The year Toft landed in the U.S. in 1850, New York city launched the first print magazine. Toft was one of the first illustrators for the magazine covering literature, politics, culture, and the arts. Inspired by the public demand for illustrations of the American Civil War, Harper’s was the first American publication to include illustrations.
While based in San Francisco, he traveled north to Portland, Oregon where he inspired Thaddeous Welch who later became even more well-known than Toft for his landscapes in oil. Toft’s travels drew him north to Washington and Montana where he befriended the governor. He then traveled into British Columbia which now was confirmed that he visited a small gold rush town of Barkerville in 1863.
A couple of years later in 1865 he made his way back down south to where he painted on the Palouse River in Idaho, one of the great Forks of the Columbia River.
In 1868 at the age of 43, he returned to Denmark, and ended up settling in London where he exhibited at the Royal Society every year until 1885. He passed away in London, England at the age of 76 in 1901.
Curious about the town that Toft painted, Kristine found a website specifically on Barkerville (www.barkerville.com).

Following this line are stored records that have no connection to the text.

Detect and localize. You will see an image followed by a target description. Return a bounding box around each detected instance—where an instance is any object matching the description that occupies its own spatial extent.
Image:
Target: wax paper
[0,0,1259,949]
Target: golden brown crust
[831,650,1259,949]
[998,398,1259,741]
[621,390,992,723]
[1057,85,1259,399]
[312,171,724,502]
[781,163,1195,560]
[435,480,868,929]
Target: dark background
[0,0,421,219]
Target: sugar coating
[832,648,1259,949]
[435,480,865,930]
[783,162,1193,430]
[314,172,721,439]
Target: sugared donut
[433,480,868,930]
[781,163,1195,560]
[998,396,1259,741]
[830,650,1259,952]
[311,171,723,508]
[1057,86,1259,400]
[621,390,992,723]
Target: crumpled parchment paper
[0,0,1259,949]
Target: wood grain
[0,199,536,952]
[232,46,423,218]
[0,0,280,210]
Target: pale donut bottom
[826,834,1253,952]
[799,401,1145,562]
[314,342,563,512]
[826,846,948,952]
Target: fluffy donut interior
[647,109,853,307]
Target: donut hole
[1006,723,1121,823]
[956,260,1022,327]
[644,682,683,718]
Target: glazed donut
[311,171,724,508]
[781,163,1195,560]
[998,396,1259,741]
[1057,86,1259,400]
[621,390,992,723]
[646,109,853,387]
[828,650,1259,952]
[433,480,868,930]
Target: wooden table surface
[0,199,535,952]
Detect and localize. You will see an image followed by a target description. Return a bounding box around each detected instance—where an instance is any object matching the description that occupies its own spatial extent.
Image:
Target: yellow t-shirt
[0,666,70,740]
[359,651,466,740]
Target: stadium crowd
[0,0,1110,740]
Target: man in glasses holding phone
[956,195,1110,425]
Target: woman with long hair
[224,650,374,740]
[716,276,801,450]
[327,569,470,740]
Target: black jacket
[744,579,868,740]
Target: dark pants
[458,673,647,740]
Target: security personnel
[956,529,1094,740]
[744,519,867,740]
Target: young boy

She learned that the town of Barkerville thrives off of tourists being a town much like Columbia in California and Virginia City in Nevada. Exuberantly, she contacted the town via the website letting them know she had found a little masterpiece of their gold rush town. Days later, William Quackenbush, Historian and Curator of the Barkerville museum, emailed back with intrigue in addition to sharing in depth, the rich history of Barkerville.
Barker Struck it Rich & Made a Town
The town of Barkerville is 4,200 feet in the Cariboo Mountains and has been operating as a historic site since 1958 by the Province of British Columbia, Canada. Barkerville was the supply town for the goldfields of the Cariboo and was initially set up in 1862 in association with a large find by Billy Barker. The purity of Cariboo gold brought in a premium for the town and the dust on Williams Creek generally brought in $16.50 per ounce. This is quite high when speaking of the relative value of placer gold compare to elsewhere. There is still active hard rock and placer mining in the area, but tourism associated with Barkerville has become the main stay of the local economy. Between May and September after the snow has melted, Barkerville welcomes 100,000 visitors a year. William Quackenbush says quote, “Because the site is primarily owned and operated by the Government, the commercialism that is associated with so many other sites has been kept to a minimum. Barkerville is quite likely the largest site of its type in North America, and also one of the best kept secrets.”